The Appendix Strikes Back

The classic, time-honored treatments for appendicitis are various forms of shamanism – swallowing lead balls, drinking pounds of quicksilver in hot water, or the application of slain young animals to the abdomen. The disease course of the classic patient, then, was obviously poor. In modern times, appendectomy. Ultra-modern, you might say, is antibiotics. Unfortunately, while the recurrence rate after appendectomy is quite low, short-term recurrence after antibiotics is disquietingly high – leading to additional questions regarding the durability of cure.
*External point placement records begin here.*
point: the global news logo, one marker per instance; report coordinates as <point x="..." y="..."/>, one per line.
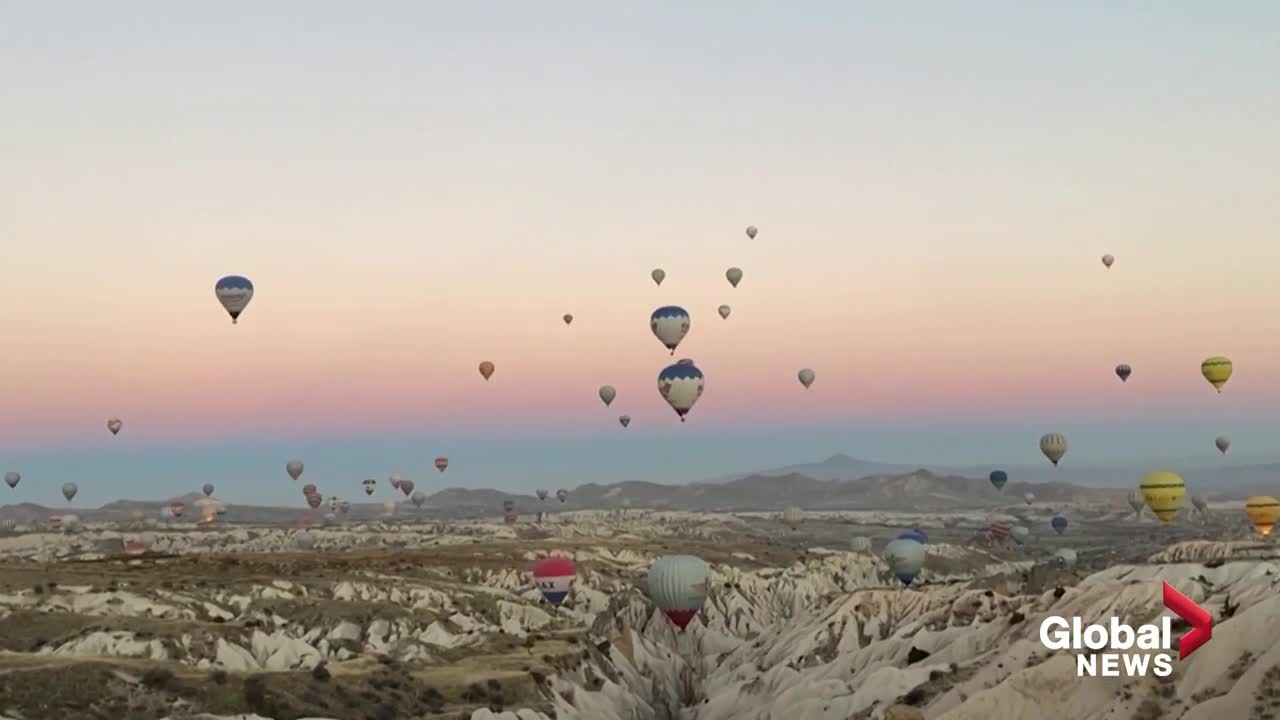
<point x="1101" y="650"/>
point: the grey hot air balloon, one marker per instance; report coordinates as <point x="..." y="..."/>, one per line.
<point x="807" y="377"/>
<point x="1054" y="446"/>
<point x="607" y="395"/>
<point x="792" y="516"/>
<point x="677" y="586"/>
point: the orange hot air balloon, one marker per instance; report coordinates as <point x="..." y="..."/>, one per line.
<point x="1264" y="511"/>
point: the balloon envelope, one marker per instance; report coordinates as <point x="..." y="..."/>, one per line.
<point x="677" y="586"/>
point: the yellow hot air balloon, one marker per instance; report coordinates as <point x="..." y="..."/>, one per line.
<point x="1216" y="370"/>
<point x="1264" y="511"/>
<point x="1164" y="492"/>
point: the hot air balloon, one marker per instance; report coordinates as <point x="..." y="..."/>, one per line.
<point x="905" y="557"/>
<point x="305" y="540"/>
<point x="677" y="586"/>
<point x="1164" y="492"/>
<point x="553" y="578"/>
<point x="1264" y="511"/>
<point x="607" y="395"/>
<point x="234" y="292"/>
<point x="670" y="324"/>
<point x="681" y="384"/>
<point x="917" y="534"/>
<point x="1216" y="370"/>
<point x="999" y="531"/>
<point x="1020" y="533"/>
<point x="792" y="516"/>
<point x="1136" y="501"/>
<point x="1054" y="446"/>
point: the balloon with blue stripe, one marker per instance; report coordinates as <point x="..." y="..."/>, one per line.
<point x="234" y="292"/>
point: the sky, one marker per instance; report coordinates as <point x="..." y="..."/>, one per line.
<point x="415" y="187"/>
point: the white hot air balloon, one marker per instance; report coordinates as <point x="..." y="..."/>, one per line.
<point x="792" y="518"/>
<point x="234" y="292"/>
<point x="670" y="324"/>
<point x="807" y="377"/>
<point x="681" y="384"/>
<point x="677" y="586"/>
<point x="608" y="393"/>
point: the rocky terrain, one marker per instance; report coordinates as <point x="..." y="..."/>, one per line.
<point x="398" y="620"/>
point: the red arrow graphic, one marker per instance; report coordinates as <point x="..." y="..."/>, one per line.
<point x="1202" y="623"/>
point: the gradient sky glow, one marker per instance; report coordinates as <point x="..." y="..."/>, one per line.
<point x="415" y="187"/>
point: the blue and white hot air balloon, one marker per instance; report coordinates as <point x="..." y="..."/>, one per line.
<point x="234" y="292"/>
<point x="681" y="384"/>
<point x="553" y="577"/>
<point x="905" y="557"/>
<point x="670" y="324"/>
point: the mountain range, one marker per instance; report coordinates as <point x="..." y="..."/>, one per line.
<point x="837" y="483"/>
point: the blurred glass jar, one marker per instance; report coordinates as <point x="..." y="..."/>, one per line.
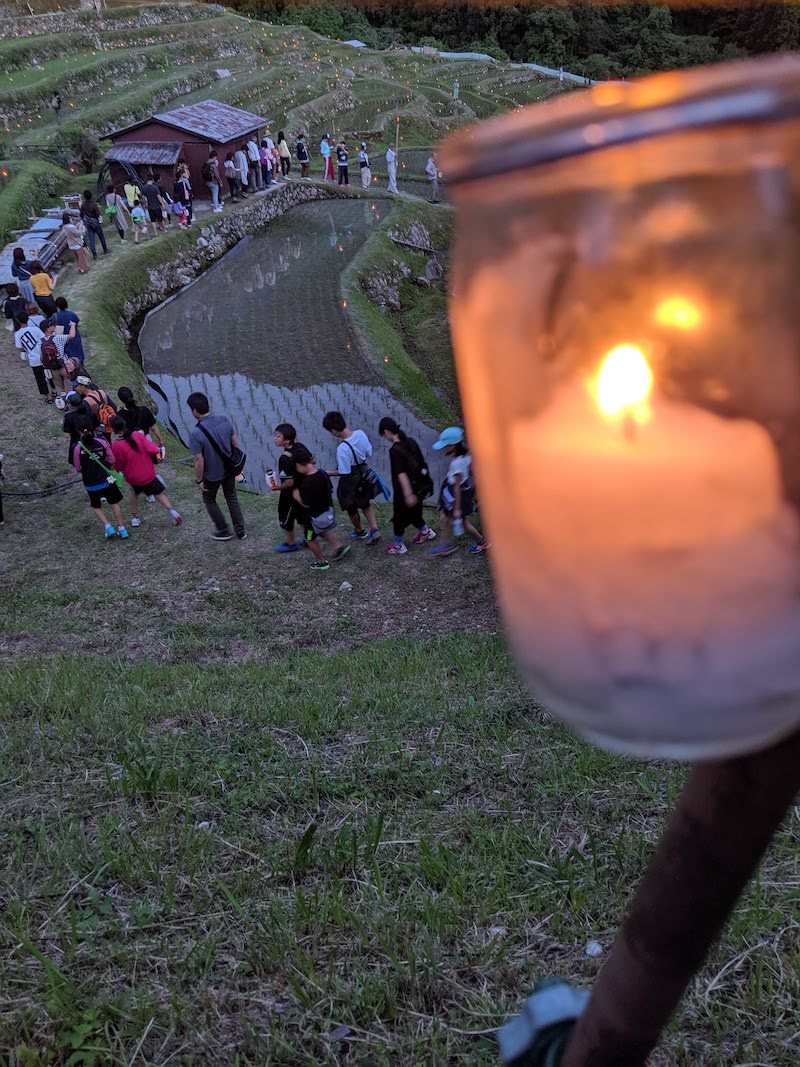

So, here are the 5-year outcomes of those patients initially entered into the APPAC randomized clinical trial. There were 530 patients randomized between 2009 and 2012 to either appendectomy or antibiotic therapy. Of the initial 257 randomized to antibiotics, 256 completed 1 year follow-up, 70 (27.3%) with recurrent appendicitis. Now, at 5 years, 246 were contacted for follow-up, with an additional 30 having undergone appendectomy. All told, this brings the total to a failure rate of 39.1% of antibiotic therapy in the original cohort. These authors also report quality-of-life and complication outcomes, but, as with the original trial, these are skewed because the initial cohort routinely underwent open appendectomy rather than laproscopic.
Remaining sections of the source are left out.